引っ越しの日に、想うこと

夫の転勤が決まってから、あっという間の一ヶ月でした。

新しい街での住居探し、諸々の手続き、段ボールの梱包をしているうちに、引っ越し当日を迎えてしまいました。

仕事の都合で、先に夫は移動してしまい、引っ越しの立ち会いは私ひとり。

段ボールを積み上げ、動かせる家具を一か所にまとめ、あとは引っ越し業者が到着するのを待つだけとなりました。

時間が少し余ってしまったので、お世話になったこの部屋を、最後に綺麗に磨くことにします。

結婚してすぐに入居した、このアパート。夫とふたりで、「夫婦」としてスタートした場所でした。

付き合っていた頃よりも、楽しい日々がありました。

付き合っていた頃にはなかった、些細なことでの衝突もありました。

一緒に大笑いしたこともあれば、怒りをぶつけあって何日も無言のまま過ごしたことも。

かたく絞った雑巾で床を丁寧に磨きながら、めまぐるしく過ぎて行った時間を思い出していました。

寝室のドアにある小さな傷は、新しくベッドを買った時に、部屋の中の配置で意見が分かれて何度も模様替えをしながらうっかりぶつけてしまった時のもの。

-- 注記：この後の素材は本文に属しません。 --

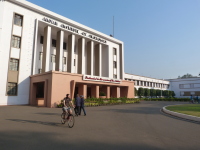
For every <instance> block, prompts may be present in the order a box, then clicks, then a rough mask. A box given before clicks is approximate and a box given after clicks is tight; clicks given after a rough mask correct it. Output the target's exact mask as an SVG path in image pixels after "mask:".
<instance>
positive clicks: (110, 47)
mask: <svg viewBox="0 0 200 150" xmlns="http://www.w3.org/2000/svg"><path fill="white" fill-rule="evenodd" d="M113 74H114V73H113V47H112V46H108V77H109V78H113Z"/></svg>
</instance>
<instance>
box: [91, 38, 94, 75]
mask: <svg viewBox="0 0 200 150" xmlns="http://www.w3.org/2000/svg"><path fill="white" fill-rule="evenodd" d="M93 75H94V42H93V41H91V76H93Z"/></svg>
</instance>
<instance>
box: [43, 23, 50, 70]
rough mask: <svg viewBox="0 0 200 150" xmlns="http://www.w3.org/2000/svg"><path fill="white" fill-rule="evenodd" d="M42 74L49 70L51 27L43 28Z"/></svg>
mask: <svg viewBox="0 0 200 150" xmlns="http://www.w3.org/2000/svg"><path fill="white" fill-rule="evenodd" d="M43 43H44V44H43V59H42V60H43V62H42V73H44V72H47V71H49V70H50V68H49V67H50V66H49V63H50V48H51V27H50V26H47V27H45V28H44V42H43Z"/></svg>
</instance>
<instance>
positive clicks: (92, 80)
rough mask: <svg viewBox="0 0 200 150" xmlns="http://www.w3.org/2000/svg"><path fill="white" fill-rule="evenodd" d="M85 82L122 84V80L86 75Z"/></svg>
mask: <svg viewBox="0 0 200 150" xmlns="http://www.w3.org/2000/svg"><path fill="white" fill-rule="evenodd" d="M83 80H87V81H96V82H107V83H117V84H120V83H121V80H118V79H109V78H104V77H98V76H88V75H84V76H83Z"/></svg>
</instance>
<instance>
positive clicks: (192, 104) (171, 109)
mask: <svg viewBox="0 0 200 150" xmlns="http://www.w3.org/2000/svg"><path fill="white" fill-rule="evenodd" d="M166 108H167V109H168V110H170V111H174V112H178V113H183V114H187V115H192V116H197V117H200V104H187V105H175V106H168V107H166Z"/></svg>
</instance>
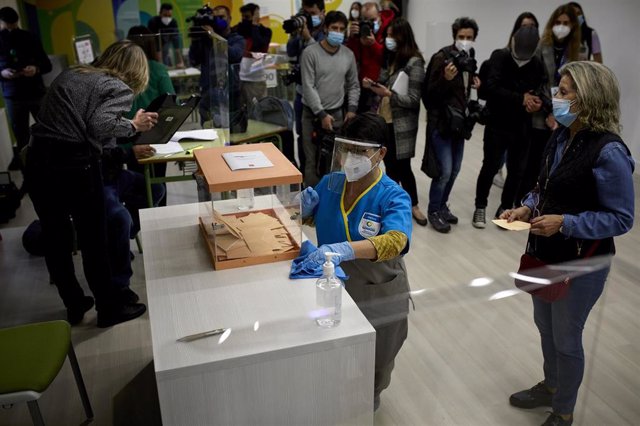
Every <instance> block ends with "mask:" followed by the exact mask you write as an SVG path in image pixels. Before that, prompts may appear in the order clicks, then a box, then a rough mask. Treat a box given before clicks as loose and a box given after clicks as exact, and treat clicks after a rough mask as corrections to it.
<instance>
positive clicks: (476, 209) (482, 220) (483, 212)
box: [471, 209, 487, 229]
mask: <svg viewBox="0 0 640 426" xmlns="http://www.w3.org/2000/svg"><path fill="white" fill-rule="evenodd" d="M471 224H472V225H473V227H474V228H478V229H484V228H485V227H486V226H487V218H486V210H485V209H475V210H474V211H473V219H472V220H471Z"/></svg>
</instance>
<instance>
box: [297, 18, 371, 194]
mask: <svg viewBox="0 0 640 426" xmlns="http://www.w3.org/2000/svg"><path fill="white" fill-rule="evenodd" d="M324 30H325V32H326V37H325V39H324V40H322V41H320V42H319V43H315V44H312V45H310V46H308V47H307V48H306V49H305V50H304V52H303V53H302V56H301V57H300V68H301V71H302V103H303V105H304V106H303V111H302V145H303V149H304V154H305V157H306V162H305V168H304V171H303V177H304V183H305V185H307V186H315V184H316V183H318V181H319V180H320V177H321V175H322V174H324V172H326V171H328V170H324V171H323V170H318V167H317V165H318V164H320V163H319V154H318V146H319V145H317V144H316V143H314V139H313V133H314V131H318V133H328V134H332V133H333V132H334V131H335V130H336V129H339V128H341V127H342V124H343V122H344V123H346V122H348V121H349V120H350V119H352V118H353V117H355V112H356V109H357V108H358V99H359V98H360V83H359V82H358V69H357V67H356V60H355V58H354V56H353V53H352V52H351V50H349V49H347V48H346V47H345V46H343V45H342V42H343V41H344V34H345V31H346V30H347V17H346V16H345V15H344V13H342V12H338V11H331V12H329V13H327V16H326V17H325V20H324ZM345 100H346V101H347V108H345V107H344V103H345ZM345 110H346V111H347V112H346V114H345ZM318 139H321V138H318Z"/></svg>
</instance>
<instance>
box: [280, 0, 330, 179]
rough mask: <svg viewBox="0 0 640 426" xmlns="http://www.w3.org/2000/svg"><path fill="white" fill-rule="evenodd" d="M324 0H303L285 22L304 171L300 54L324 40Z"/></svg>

これ以上部屋に傷を増やさないようにと、結局夫が折れて、私の好きなレイアウトに決めさせてくれたんだっけ。

キッチンの床にあるへこみは、料理にまだ慣れなかった私が、鍋を落っことしてしまった時のもの。

あの頃に比べたら、料理のレパートリーもずいぶん増えたものです。

そんな風に、積み重ねてきた毎日を慈しみながら、これから先向かう新しい街でも、暮らしを続けていくのです。

引っ越し業者に荷物を引き渡し、からっぽになった部屋に深々とお辞儀をしてみました。

沢山の思い出をありがとう。

次にこの部屋に住む誰かの暮らしも、あたたかく、鮮やかなものでありますように。